Wednesday, January 26, 2022

Are the laws concerning the holiday and mourning Torah in origin or rabbinic in origin? TB Moed Katan 14

 Starting at the very bottom of yesterday’s daf TB Moed Katan 13b and continuing on today’s daf TB Moed Katan 14 we begin the third and final chapter of our massekhet. This was the first Gemara I studied as a rabbinical student with Rabbi Meyer Rabinowitz. I’m sure he chose this chapter because it contains most of the laws concerning mourning. This would be practical and helpful knowledge for young rabbis entering the first pulpit.

A person may not get his haircut nor wash his clothse on hol hamoed, the intermediary days of the holiday. The rabbis wanted to prevent people from procrastinating. “Ordinary people are prohibited from cutting their hair or laundering their clothes on the intermediate days of a Festival, in order that they complete all necessary preparations beforehand and not enter the Festival when they are untidy (-מְנֻוּוֹלִין the Hebrew word has the connotation of being disgustingly disheveled. I think untidy is not a great translation-gg).” (Sefaria.org translation) The Mishna lists the exceptions, those people who are allowed to get a haircut and wash their clothes on hol hamoed. Since they were unavoidably prevented (אָנוּס) to cut their hair before the holiday, the sages permitted them to do so on hol hamoed.

 The Gemara discusses what happens when a person’s week a mourning (shiva-שבעה) intersects with the holiday. “A mourner does not practice the halakhot of his mourning on a Festival, as it is stated: ‘And you shall rejoice in your Festival’ (Deuteronomy 16:14).

The Gemara explains: If it is a mourning period that had already begun at the outset of the Festival, the positive mitzva of rejoicing on the Festival, which is incumbent upon the community, comes and overrides the positive mitzva of the individual, i.e., the mourning. And if the mourning period began only now, i.e., the deceased died during the Festival, the positive mitzva of the individual does not come and override the positive mitzva of the community.” (Sefaria.org translation) We shall learn later on in our chapter that the holiday ends all the shiva mourning that began before the holiday. If a person becomes a mourner during hol hamoed, all shiva mourning practices are postponed until after the holiday.

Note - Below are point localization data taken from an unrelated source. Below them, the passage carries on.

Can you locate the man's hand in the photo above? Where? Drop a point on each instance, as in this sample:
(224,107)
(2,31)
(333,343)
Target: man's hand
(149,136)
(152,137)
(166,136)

Based on our Gemara, Rashi holds that both rejoicing on the holiday and observing the week of shiva are Torah laws. Concerning the holiday the Torah says “And you shall rejoice in your Festival.” Concerning the laws of mourning Rashi cites a verse in Jeremiah 6:26 “Mourn, as for an only child;” as proof that Jeremiah is describing a known Torah practice. Tosefot ד"ה עֲשֵׂה דְיָחִיד agrees with Rashi that mourning laws are Torah in origin (דאורייתא); however, they base it on logic. Since the Gemara does not qualify mourning laws as rabbinic in origin (דרבנן), they must be Torah in origin. Otherwise if observing the holiday is Torah in origin, it would automatically override mourning which is rabbinic in origin. There would be no need for any discussion.

 Tosefot interprets the Gemara in a very surprising second way. Both rejoicing in the holiday and mourning practices today are rabbinic origin. Rejoicing in the Festival only refers to eating the special sacrifices offer up on the holiday to increase joy (shalmai simkha-שלמי שמחה) which is no longer observed since the Temple has been destroyed. All other things we do to rejoice on the holiday are rabbinic in nature. Since there is no explicit verse in the Torah concerning the laws of mourning, they too must be rabbinic in nature.